Re: NOT IN subquery optimization

From: David Rowley <david(dot)rowley(at)2ndquadrant(dot)com>
To: Tom Lane <tgl(at)sss(dot)pgh(dot)pa(dot)us>
Cc: "Li, Zheng" <zhelli(at)amazon(dot)com>, Andres Freund <andres(at)anarazel(dot)de>, PostgreSQL Hackers <pgsql-hackers(at)lists(dot)postgresql(dot)org>, Richard Guo <riguo(at)pivotal(dot)io>, "Finnerty, Jim" <jfinnert(at)amazon(dot)com>
Subject: Re: NOT IN subquery optimization
Date: 2019-03-03 03:53:31
Message-ID: CAKJS1f9GndGjLQE5yqkwXXxHBei2=uFQnHa40q5iQA=pC9U4bA@mail.gmail.com
Views: Raw Message | Whole Thread | Download mbox | Resend email
Thread:
Lists: pgsql-hackers

On Sun, 3 Mar 2019 at 05:25, Tom Lane <tgl(at)sss(dot)pgh(dot)pa(dot)us> wrote:
> Hmm ... thinking about the strictness angle some more: what we really
> need to optimize NOT IN, IIUC, is an assumption that the join operator
> will never return NULL. While not having NULL inputs is certainly a
> *necessary* condition for that (assuming a strict operator) it's not a
> *sufficient* condition. Any Postgres function/operator is capable
> of returning NULL whenever it feels like it. So checking strictness
> does not lead to a mathematically correct optimization.

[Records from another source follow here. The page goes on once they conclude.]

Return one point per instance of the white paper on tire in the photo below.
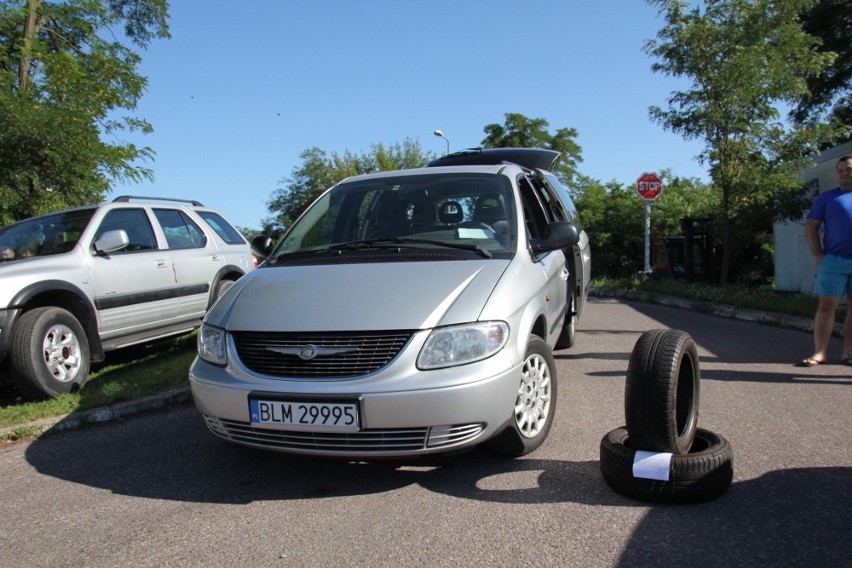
(652, 465)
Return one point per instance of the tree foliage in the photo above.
(745, 58)
(519, 131)
(64, 81)
(319, 171)
(831, 92)
(614, 218)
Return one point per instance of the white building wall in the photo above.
(794, 265)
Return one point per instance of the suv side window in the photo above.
(535, 216)
(550, 201)
(224, 229)
(560, 190)
(181, 231)
(135, 223)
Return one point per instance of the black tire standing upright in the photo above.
(662, 392)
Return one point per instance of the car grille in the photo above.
(335, 355)
(366, 442)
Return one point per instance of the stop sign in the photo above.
(649, 186)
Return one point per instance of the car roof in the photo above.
(531, 158)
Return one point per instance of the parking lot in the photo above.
(159, 490)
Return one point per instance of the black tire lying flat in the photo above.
(704, 473)
(662, 392)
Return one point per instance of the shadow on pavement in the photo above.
(789, 517)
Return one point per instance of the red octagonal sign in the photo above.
(649, 186)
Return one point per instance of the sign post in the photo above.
(649, 187)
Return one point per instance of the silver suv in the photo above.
(405, 312)
(85, 281)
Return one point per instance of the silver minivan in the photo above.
(404, 313)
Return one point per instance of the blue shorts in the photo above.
(834, 277)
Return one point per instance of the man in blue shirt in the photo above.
(833, 256)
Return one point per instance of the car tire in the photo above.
(535, 404)
(49, 353)
(704, 473)
(662, 392)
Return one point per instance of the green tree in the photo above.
(520, 131)
(831, 22)
(65, 80)
(319, 171)
(745, 59)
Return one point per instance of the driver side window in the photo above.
(135, 223)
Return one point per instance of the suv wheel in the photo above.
(535, 405)
(50, 353)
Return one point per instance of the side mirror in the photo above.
(262, 246)
(559, 235)
(112, 241)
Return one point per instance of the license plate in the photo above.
(302, 415)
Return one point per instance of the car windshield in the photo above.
(45, 235)
(449, 210)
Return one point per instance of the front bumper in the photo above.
(394, 423)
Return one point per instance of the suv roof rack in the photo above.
(127, 198)
(532, 158)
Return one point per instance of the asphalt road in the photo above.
(159, 490)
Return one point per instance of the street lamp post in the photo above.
(440, 134)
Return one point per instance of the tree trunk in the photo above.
(30, 30)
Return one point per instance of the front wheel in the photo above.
(49, 353)
(535, 404)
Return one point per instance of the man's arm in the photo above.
(812, 235)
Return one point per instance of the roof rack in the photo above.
(532, 158)
(127, 198)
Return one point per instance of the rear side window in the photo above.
(224, 229)
(181, 231)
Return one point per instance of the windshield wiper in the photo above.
(396, 241)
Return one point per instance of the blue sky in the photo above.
(244, 87)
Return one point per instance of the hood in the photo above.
(353, 297)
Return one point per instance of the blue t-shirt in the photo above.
(834, 209)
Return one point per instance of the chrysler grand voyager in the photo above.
(404, 313)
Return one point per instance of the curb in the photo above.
(78, 419)
(720, 310)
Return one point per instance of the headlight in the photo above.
(460, 344)
(211, 344)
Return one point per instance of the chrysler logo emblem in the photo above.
(309, 351)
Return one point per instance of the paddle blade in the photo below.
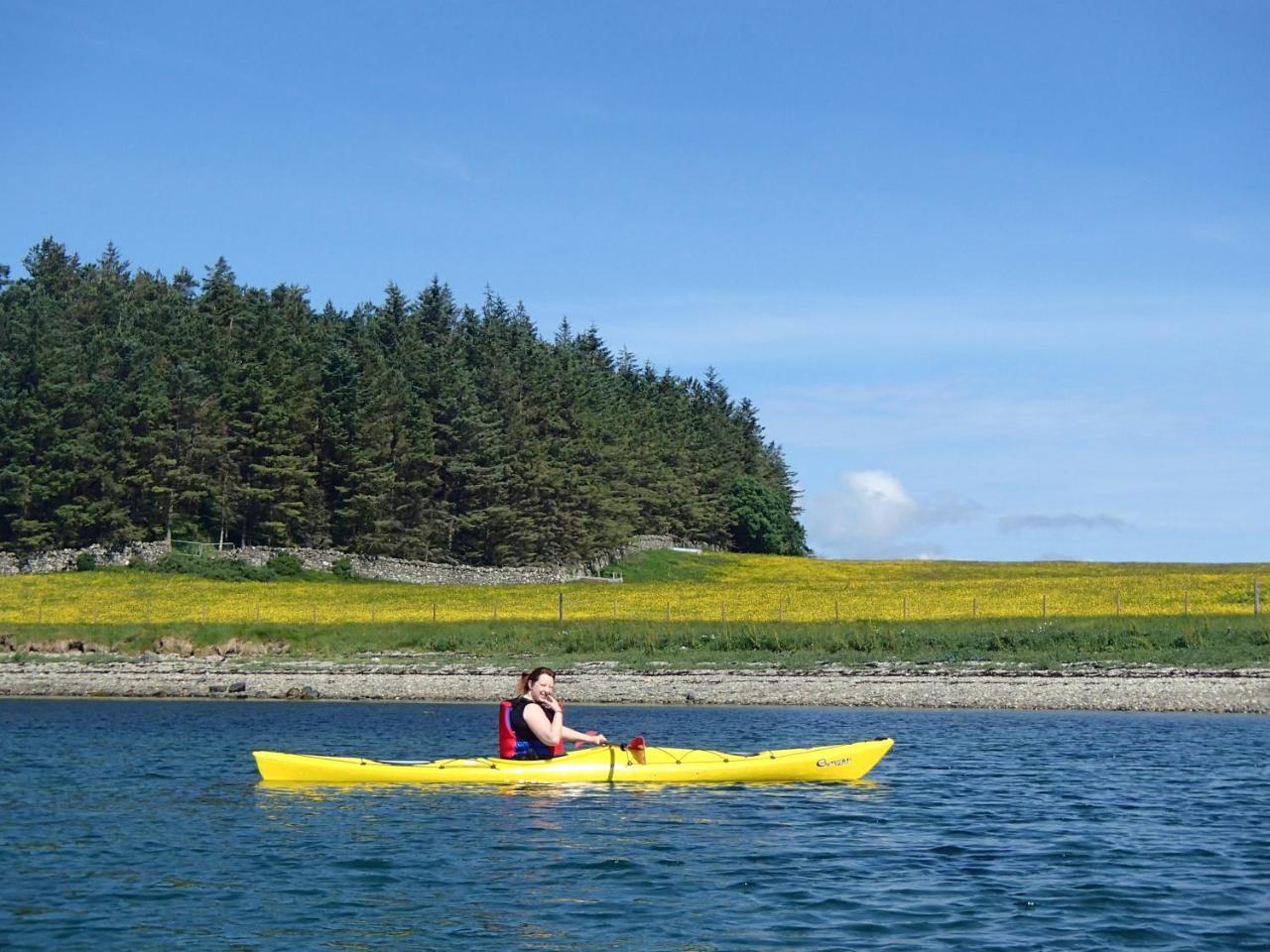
(635, 748)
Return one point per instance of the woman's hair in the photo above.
(527, 678)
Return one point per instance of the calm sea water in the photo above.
(140, 825)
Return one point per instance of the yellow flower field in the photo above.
(725, 588)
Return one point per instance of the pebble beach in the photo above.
(441, 679)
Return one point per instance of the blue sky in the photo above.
(996, 275)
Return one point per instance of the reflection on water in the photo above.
(132, 826)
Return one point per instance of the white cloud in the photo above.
(1067, 521)
(871, 515)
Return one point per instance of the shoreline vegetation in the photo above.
(680, 629)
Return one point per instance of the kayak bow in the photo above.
(602, 765)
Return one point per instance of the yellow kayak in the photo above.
(599, 765)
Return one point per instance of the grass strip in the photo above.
(1211, 644)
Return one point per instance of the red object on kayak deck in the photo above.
(635, 747)
(507, 737)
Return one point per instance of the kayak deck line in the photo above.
(611, 765)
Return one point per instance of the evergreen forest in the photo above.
(136, 407)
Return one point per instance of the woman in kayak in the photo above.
(538, 720)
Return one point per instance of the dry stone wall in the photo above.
(363, 566)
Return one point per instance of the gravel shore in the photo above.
(437, 679)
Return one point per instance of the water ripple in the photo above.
(141, 825)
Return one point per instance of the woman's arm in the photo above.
(571, 734)
(549, 731)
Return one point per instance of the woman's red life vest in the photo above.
(507, 737)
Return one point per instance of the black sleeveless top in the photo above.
(527, 744)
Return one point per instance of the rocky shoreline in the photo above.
(453, 679)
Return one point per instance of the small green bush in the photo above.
(214, 569)
(285, 565)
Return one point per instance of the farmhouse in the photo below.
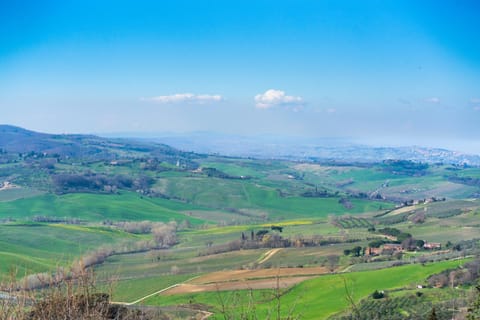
(371, 251)
(432, 245)
(392, 247)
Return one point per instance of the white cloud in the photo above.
(185, 98)
(331, 110)
(433, 100)
(272, 98)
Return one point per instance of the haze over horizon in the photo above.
(397, 72)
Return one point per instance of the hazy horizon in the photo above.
(383, 71)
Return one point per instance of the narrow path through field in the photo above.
(155, 293)
(269, 254)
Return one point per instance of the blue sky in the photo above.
(387, 71)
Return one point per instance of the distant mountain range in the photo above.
(324, 149)
(19, 140)
(85, 147)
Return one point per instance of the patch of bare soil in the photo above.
(247, 279)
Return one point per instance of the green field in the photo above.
(326, 295)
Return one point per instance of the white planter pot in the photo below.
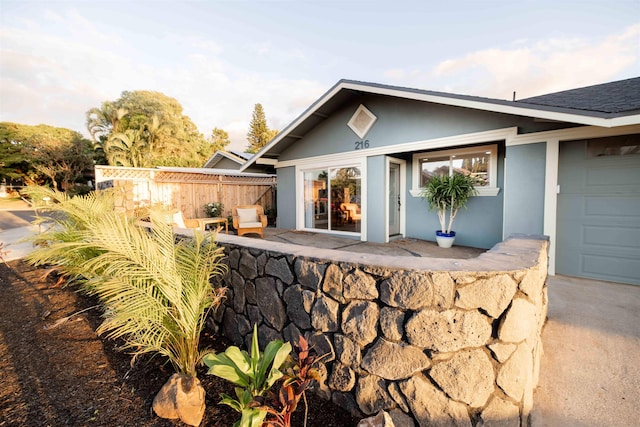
(445, 240)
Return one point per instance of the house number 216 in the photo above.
(362, 144)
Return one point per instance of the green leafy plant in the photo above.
(156, 291)
(214, 209)
(447, 194)
(254, 373)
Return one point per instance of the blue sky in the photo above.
(58, 59)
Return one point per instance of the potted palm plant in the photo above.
(447, 194)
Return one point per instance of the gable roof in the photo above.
(612, 98)
(573, 106)
(219, 155)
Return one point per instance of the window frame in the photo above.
(492, 149)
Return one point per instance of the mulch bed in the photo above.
(55, 371)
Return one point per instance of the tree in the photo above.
(219, 140)
(259, 133)
(165, 136)
(40, 154)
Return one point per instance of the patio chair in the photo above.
(352, 211)
(249, 219)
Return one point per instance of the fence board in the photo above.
(187, 191)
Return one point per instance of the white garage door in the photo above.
(598, 234)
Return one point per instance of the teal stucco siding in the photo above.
(524, 190)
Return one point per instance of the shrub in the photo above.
(214, 209)
(156, 292)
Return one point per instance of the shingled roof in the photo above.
(616, 97)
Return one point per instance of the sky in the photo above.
(58, 59)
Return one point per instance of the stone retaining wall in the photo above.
(431, 341)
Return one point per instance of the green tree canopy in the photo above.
(259, 133)
(145, 129)
(44, 154)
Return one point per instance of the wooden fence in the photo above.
(187, 189)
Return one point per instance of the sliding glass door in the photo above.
(333, 199)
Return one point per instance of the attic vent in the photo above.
(361, 121)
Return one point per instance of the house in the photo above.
(566, 165)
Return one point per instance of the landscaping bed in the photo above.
(56, 371)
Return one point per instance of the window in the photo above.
(333, 199)
(480, 162)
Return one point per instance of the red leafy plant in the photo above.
(298, 377)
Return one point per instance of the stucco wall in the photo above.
(524, 191)
(286, 199)
(432, 341)
(400, 121)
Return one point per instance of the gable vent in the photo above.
(361, 121)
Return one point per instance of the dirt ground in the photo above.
(55, 371)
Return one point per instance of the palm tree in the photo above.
(127, 149)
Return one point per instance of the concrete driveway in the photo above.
(590, 373)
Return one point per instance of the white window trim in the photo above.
(492, 190)
(300, 170)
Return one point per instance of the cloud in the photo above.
(534, 67)
(54, 70)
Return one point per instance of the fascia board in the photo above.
(571, 134)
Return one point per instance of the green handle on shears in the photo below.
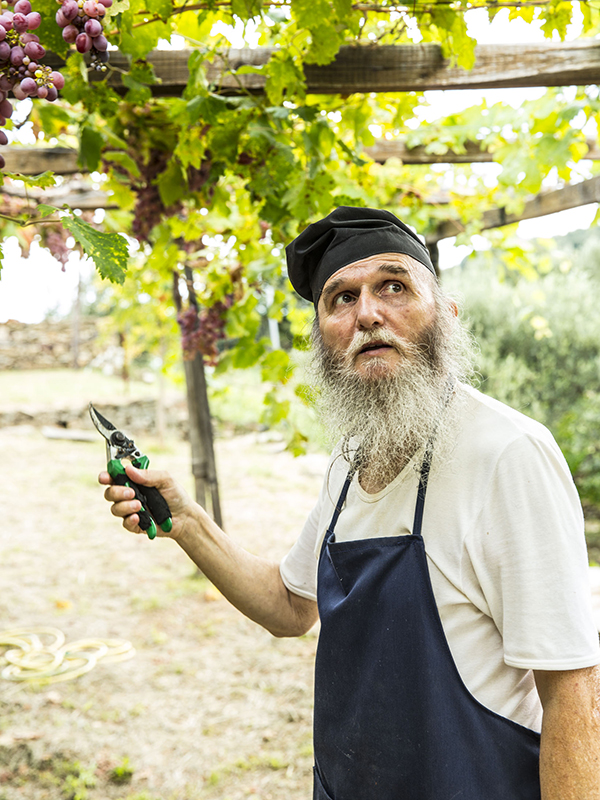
(153, 503)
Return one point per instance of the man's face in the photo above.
(367, 306)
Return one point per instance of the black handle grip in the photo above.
(151, 499)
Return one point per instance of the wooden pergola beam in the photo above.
(385, 68)
(63, 160)
(571, 196)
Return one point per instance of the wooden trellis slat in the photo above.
(388, 68)
(63, 160)
(571, 196)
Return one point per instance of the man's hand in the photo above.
(183, 510)
(250, 583)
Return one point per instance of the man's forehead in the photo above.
(397, 263)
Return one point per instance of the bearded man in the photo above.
(445, 557)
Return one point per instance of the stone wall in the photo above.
(137, 416)
(47, 345)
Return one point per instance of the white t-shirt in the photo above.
(503, 533)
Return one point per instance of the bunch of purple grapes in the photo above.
(20, 56)
(81, 21)
(200, 332)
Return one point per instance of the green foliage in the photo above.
(237, 177)
(108, 251)
(540, 349)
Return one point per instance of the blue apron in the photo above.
(393, 718)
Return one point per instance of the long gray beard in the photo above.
(385, 418)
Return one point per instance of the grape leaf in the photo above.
(42, 210)
(108, 251)
(90, 148)
(42, 181)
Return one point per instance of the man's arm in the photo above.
(251, 584)
(570, 745)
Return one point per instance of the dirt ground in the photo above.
(211, 705)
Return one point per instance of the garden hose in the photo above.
(40, 655)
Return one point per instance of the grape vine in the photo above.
(20, 54)
(81, 22)
(201, 330)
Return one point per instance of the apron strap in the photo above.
(339, 505)
(420, 505)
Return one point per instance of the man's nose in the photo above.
(368, 311)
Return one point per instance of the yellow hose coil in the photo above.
(41, 655)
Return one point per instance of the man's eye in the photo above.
(395, 287)
(343, 299)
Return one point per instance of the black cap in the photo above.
(347, 235)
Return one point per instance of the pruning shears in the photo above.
(155, 510)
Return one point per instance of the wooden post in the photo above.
(200, 423)
(75, 324)
(201, 439)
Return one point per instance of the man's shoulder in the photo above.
(482, 409)
(488, 425)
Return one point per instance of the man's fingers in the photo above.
(116, 493)
(148, 477)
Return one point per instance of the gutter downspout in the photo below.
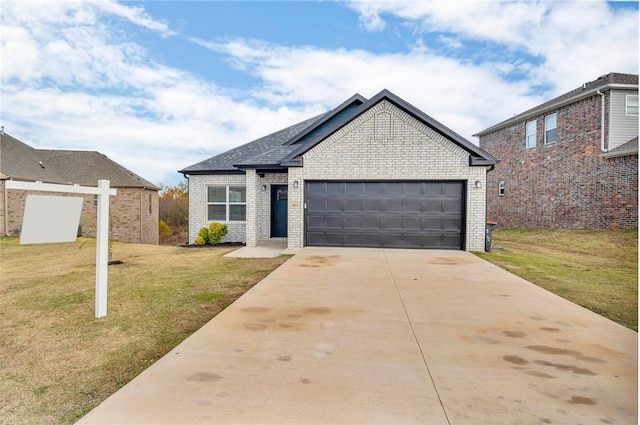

That's something I didn't think of.

> My initial thought about plugging that admittedly-academic point is
> to insist that the join operator be both strict and a member of a
> btree opclass (hash might be OK too; less sure about other index types).
> The system already contains assumptions that btree comparators never
> return NULL. I doubt that this costs us any real-world applicability,
> because if the join operator can neither merge nor hash, we're screwed
> anyway for finding a join plan that's better than nested-loop.

Why strict? If both inputs are non-NULL, then what additional
guarantees does strict give us?

I implemented a btree opfamily check in my version of the patch. Not
so sure about hash, can you point me in the direction of a mention of
how this is guarantees for btree?

The attached v1.2 does this adds a regression test using the LINE
type. This has an operator named '=', but no btree opfamily. A few
other types are in this boat too, per:

select typname from pg_type t where not exists(select 1 from pg_amop
where amoplefttype = t.oid and amopmethod=403) and exists (select 1
from pg_operator where oprleft = t.oid and oprname = '=');

The list of builtin types that have a hash opfamily but no btree
opfamily that support NOT IN are not very exciting, so doing the same
for hash might not be worth the extra code.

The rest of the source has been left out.